For many this summit in Brussels signals hope for the future of the European Union. The arrival of the French leader committed to relaunching the European project side by side with Germany and the pending exit from the club of the largely Eurosceptic Brits, gives Euro-optimists hope that the alliance can overcome its recent difficulties. European Union chief Donald Tusk expressed the hope that the worst of the alliance’s problems were over:
“Never before have I had such a strong belief that things are going in a better direction.”

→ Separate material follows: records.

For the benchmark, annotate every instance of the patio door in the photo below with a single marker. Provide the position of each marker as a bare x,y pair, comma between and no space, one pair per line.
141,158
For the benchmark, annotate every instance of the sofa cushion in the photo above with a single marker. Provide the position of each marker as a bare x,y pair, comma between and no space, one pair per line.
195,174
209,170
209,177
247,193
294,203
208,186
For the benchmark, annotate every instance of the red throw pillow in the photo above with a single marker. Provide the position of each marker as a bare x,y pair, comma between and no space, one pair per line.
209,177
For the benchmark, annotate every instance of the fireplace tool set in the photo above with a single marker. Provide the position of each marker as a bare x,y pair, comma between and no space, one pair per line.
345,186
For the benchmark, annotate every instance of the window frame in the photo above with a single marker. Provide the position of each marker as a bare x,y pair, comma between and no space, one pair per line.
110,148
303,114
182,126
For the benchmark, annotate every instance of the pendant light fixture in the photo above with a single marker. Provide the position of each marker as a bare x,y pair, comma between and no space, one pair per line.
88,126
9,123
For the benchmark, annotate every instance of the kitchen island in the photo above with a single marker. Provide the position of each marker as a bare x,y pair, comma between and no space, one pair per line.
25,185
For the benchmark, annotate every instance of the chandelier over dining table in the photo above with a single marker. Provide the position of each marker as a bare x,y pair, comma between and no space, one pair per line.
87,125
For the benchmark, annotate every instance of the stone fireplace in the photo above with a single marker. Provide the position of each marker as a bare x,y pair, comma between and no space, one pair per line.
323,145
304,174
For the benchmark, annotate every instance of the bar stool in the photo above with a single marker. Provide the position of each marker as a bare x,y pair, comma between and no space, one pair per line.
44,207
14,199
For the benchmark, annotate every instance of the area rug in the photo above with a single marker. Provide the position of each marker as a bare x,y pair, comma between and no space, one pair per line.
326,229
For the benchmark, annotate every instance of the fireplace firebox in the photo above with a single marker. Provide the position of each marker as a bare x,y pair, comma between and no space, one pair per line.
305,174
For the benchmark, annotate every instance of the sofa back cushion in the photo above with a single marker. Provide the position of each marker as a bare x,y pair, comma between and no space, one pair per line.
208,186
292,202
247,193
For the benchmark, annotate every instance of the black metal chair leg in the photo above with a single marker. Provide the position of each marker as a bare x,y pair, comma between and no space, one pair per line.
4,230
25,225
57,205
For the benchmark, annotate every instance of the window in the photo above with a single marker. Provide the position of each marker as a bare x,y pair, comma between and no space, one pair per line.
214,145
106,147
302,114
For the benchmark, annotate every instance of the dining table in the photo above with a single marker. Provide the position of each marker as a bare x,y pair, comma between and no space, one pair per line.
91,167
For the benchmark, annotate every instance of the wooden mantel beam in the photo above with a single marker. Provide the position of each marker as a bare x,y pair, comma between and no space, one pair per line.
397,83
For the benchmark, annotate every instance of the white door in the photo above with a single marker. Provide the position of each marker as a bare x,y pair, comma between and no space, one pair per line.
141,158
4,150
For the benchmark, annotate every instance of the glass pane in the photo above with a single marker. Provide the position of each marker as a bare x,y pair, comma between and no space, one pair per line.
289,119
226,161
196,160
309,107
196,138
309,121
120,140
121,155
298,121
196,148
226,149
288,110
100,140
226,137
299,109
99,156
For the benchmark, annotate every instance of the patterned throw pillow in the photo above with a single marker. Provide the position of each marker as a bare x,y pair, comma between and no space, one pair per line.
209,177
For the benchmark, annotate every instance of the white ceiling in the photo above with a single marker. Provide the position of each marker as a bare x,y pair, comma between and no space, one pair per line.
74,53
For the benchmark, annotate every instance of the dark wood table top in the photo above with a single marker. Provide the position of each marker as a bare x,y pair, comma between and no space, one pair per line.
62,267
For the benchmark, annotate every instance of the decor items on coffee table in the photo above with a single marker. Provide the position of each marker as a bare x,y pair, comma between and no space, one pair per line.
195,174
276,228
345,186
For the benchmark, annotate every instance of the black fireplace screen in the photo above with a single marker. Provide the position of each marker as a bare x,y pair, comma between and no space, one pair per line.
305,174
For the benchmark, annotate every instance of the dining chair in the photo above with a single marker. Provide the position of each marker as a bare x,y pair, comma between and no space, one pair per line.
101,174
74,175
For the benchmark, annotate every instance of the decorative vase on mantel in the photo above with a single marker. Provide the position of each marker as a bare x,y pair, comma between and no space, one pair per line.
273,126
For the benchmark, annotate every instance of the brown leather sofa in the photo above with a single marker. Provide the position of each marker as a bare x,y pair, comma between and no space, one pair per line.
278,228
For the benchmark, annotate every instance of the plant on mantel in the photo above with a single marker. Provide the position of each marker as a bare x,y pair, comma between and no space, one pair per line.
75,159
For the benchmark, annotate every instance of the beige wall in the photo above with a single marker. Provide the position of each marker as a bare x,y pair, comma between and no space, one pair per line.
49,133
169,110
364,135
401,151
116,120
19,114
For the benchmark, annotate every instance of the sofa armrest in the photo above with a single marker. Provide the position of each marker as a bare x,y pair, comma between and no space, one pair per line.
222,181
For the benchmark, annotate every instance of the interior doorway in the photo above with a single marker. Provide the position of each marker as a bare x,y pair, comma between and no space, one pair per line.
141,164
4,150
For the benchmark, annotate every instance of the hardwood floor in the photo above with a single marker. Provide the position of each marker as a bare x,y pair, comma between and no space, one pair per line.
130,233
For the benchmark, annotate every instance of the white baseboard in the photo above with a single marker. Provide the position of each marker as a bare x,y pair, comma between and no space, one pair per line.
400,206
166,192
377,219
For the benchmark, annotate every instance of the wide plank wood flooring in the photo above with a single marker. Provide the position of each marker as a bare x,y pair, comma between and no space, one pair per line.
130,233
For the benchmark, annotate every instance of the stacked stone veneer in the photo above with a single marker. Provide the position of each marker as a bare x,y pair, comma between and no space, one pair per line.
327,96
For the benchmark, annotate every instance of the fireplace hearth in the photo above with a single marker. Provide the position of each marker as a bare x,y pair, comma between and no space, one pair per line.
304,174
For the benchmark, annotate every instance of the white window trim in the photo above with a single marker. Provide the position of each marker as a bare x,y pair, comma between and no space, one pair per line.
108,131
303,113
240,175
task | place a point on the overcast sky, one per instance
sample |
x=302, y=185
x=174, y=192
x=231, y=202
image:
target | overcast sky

However even before the summit had started President Macron and countries of the Visegrad Four exchanged angry words. In an interview for Le Figaro, Emmanuel Macron slammed the leaders of the Czech Republic, Slovakia, Hungary and Poland, for allegedly defying Europe's principles and values by refusing to pull their weight in the bloc's refugee-sharing plan. He reminded them that the EU was not only about funds but was “a community of values” and said they could not treat the alliance as “a supermarket”. The words elicited an angry response from the countries in question. Czech Prime Minister Bohuslav Sobotka:
“We certainly do not perceive the EU as a supermarket and the Czech Republic never questioned the need for solidarity in resolving problems such as the migrant crisis. Nevertheless, we do not see mandatory quotas and the redistribution of migrants as a viable solution. It is a big security risk and only fuels illegal migration to Europe.”
Hungary’s Prime Minister Victor Orban echoed this sentiment, reminding President Macron that it was France not Hungary which had been forced to introduce a state of emergency due to these problems. Polish Prime Minister Beata Szydlova asked whether the French president wanted to flaunt his prejudice against Central European states in the media or have a rational debate. All four states previously said they were showing solidarity in other ways – by sending money and providing aid to the countries from which migrants are fleeing as well as helping the EU states hardest hit by the migrant wave.
While migrant quotas are only a part of the EUs present problems – the exchange indicated that the arrival of the Euro-optimistic French president would not guarantee the EUs plain sailing in the months to come. Some say his arrival will only speed up the process of a two tier Europe –which in many ways already exists and point out that the central and east European states will have to make up their minds about whether they want to be in the fast or slow lane. And although Emmanuel Macron claims he does not want to deepen the divide between East and West critics from the V4 see his efforts to curb “cheap labour” from these countries as just that.